If you're a creator with a stash of videos and photos, Adobe may be willing to cut you a nice little check. The software giant is going to use these assets and large data to train its artificial intelligence models. Adobe understands that in today's AI age, large data is like digital gold, and they are willing to pay handsomely for the raw materials they need to get the job done.

According to Bloomberg, Adobe is offering anywhere from 6 cents to 16 cents per photo, and an average of $2.62 per minute for videos. Depending on the contents of the video, the payment can go up to $7.25 per minute.

Adobe isn't just looking for any old footage. They're particularly interested in short clips that capture everyday human experiences and emotions - things like walking, laughing, crying, getting angry, and so on. The company says this type of content will be crucial as they work to develop a new text-to-video generator, which they plan to release later this year.

This move by Adobe is part of a broader push to expand their AI-powered tools beyond just image and illustration generation. By compensating creators for their work, they're hoping to build and own a strong dataset that will give their upcoming video tech a serious leg up on the competition. Although, there is no current text-to-video offering, available for public, Adobe is aiming to compete directly with models like Sora by Microsoft-backed OpenAI, that was announced a couple of months ago.

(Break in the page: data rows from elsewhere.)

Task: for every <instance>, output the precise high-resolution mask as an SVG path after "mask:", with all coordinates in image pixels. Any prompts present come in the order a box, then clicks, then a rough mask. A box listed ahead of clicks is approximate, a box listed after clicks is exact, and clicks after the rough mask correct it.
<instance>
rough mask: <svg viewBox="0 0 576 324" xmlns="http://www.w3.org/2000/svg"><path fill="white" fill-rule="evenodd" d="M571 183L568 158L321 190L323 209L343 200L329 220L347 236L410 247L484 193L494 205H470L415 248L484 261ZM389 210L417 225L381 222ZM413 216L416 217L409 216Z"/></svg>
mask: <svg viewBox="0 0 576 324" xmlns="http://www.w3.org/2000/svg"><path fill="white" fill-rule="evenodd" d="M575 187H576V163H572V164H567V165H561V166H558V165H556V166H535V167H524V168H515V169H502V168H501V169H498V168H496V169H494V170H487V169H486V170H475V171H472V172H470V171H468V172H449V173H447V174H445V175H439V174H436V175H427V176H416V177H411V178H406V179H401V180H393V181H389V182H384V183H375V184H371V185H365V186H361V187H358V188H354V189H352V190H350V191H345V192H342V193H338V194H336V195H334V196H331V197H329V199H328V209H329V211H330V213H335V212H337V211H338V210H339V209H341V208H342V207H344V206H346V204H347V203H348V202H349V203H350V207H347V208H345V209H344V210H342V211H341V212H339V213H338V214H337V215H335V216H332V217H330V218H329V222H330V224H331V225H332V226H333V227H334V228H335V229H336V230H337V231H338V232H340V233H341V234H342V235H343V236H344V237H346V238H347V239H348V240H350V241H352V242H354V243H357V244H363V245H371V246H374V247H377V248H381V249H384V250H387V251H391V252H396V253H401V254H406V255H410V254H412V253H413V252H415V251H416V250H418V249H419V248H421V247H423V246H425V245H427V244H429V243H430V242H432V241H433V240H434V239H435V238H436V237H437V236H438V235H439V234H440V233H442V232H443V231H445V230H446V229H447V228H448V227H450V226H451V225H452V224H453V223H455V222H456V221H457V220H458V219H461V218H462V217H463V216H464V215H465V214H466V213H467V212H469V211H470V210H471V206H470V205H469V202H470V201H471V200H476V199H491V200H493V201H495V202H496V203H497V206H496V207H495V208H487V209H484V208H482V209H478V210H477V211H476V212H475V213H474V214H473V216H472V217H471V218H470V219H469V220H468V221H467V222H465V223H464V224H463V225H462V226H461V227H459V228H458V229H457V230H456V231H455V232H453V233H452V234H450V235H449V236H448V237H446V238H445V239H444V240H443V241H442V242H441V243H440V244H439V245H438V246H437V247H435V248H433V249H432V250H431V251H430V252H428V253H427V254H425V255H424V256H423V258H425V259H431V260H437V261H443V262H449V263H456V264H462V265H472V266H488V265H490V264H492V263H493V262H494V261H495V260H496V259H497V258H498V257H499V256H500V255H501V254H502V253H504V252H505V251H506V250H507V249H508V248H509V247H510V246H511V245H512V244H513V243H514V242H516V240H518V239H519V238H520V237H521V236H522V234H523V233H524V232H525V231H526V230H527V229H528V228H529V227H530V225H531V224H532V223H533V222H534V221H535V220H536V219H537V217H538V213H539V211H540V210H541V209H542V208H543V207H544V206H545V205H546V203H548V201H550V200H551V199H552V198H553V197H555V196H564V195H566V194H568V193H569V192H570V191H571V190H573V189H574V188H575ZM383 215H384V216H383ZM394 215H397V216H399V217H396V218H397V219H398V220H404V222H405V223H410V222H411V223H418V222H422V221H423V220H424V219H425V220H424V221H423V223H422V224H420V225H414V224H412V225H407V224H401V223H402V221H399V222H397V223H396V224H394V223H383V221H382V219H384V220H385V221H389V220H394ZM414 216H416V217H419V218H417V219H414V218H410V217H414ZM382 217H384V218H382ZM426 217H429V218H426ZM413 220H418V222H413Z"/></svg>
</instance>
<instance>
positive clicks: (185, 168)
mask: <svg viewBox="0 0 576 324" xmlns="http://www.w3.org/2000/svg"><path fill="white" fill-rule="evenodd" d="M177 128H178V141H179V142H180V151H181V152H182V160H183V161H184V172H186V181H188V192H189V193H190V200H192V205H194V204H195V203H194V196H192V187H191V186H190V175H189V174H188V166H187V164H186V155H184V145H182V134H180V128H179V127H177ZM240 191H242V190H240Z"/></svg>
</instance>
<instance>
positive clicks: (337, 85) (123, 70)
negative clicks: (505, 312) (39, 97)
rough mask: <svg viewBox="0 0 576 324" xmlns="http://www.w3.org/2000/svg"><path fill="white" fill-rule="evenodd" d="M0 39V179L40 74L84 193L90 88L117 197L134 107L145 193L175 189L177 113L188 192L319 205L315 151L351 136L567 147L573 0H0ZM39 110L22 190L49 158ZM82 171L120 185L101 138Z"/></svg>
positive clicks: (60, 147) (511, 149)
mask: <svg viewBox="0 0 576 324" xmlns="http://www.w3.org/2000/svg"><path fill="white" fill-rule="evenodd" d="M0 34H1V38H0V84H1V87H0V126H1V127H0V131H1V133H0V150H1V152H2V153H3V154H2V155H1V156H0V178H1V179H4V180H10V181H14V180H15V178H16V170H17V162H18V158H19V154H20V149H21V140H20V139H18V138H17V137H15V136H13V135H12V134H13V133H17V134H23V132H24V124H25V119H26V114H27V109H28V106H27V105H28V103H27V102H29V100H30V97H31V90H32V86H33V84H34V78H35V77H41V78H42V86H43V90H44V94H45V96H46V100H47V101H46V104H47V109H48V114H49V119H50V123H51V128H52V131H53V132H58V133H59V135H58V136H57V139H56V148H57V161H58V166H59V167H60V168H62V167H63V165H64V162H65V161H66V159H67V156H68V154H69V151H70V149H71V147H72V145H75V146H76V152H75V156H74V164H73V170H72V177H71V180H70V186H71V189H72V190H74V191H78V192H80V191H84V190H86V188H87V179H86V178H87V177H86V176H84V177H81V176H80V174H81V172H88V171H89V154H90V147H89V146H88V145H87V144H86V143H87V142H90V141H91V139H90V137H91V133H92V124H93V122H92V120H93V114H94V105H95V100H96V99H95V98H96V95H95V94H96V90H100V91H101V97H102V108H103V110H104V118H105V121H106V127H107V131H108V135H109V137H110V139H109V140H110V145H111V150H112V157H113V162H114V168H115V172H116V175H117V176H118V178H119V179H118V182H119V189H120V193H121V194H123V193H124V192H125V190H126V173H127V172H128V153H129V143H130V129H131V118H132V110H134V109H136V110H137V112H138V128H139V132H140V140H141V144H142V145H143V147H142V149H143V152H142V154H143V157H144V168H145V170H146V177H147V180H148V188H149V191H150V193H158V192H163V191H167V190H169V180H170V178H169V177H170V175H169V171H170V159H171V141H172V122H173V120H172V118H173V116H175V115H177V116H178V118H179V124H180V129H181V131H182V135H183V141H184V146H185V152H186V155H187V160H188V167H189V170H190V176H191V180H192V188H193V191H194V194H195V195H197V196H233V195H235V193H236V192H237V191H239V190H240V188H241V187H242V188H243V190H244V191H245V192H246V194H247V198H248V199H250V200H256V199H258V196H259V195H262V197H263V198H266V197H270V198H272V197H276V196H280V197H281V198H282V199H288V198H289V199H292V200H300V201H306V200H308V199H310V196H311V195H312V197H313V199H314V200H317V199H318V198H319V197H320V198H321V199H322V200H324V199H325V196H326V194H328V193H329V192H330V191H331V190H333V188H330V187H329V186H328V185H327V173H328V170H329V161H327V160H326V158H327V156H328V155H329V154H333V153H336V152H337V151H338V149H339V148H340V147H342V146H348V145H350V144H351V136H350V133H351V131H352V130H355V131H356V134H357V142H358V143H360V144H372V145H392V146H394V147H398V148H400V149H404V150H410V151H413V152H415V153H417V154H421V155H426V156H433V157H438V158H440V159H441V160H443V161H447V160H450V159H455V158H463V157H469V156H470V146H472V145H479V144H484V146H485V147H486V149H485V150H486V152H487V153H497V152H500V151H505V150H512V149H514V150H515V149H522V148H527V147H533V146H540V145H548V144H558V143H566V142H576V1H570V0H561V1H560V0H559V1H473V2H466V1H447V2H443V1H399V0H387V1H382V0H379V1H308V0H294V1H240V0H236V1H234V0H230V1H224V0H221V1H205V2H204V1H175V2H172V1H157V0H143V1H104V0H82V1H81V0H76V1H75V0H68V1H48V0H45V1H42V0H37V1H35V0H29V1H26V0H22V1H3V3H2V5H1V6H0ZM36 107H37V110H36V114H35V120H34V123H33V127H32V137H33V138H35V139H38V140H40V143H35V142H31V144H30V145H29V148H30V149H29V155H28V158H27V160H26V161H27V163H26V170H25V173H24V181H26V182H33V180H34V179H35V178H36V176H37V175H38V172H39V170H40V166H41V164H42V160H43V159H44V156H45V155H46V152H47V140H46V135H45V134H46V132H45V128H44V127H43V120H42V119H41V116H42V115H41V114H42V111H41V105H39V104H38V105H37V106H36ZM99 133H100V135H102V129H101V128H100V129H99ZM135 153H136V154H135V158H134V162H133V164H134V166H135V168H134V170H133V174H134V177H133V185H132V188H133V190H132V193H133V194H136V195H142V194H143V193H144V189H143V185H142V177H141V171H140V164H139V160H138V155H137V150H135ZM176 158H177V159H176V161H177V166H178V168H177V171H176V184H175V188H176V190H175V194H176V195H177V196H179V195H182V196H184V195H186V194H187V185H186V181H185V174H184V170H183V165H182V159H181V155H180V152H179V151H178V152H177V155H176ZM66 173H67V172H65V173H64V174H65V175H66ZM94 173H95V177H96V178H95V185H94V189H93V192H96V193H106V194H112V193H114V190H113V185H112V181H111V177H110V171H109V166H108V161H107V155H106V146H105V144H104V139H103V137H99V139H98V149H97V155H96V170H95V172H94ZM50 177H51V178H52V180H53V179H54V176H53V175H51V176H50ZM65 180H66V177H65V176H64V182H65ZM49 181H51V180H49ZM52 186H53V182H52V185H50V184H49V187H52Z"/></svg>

The use of copyrighted content to train large language models has been a controversial issue. Just last month, a group of authors filed a lawsuit against Nvidia, alleging the company used their copyrighted books without permission to train its AI platform. And in December 2023, The New York Times Company sued Microsoft and OpenAI, claiming they illegally used the newspaper's content to train their AI models.

This legal scrutiny around training data has clearly made some companies wary. In a recent interview, OpenAI's Chief Technology Officer Mira Murati admitted she wasn't even sure if the company's Sora model had been trained on user-generated videos from platforms like YouTube and Facebook.

Adobe seems to be taking a different approach with their AI efforts. By actively compensating creators for the videos and images they provide, the company is trying to build its AI capabilities in a more transparent way. Rather than risk legal headaches down the line, Adobe is upfront about how it plans to use the user submitted content. This proactive, creator-centric stance could give Adobe a real advantage. It's a smart move that could pay dividends later on.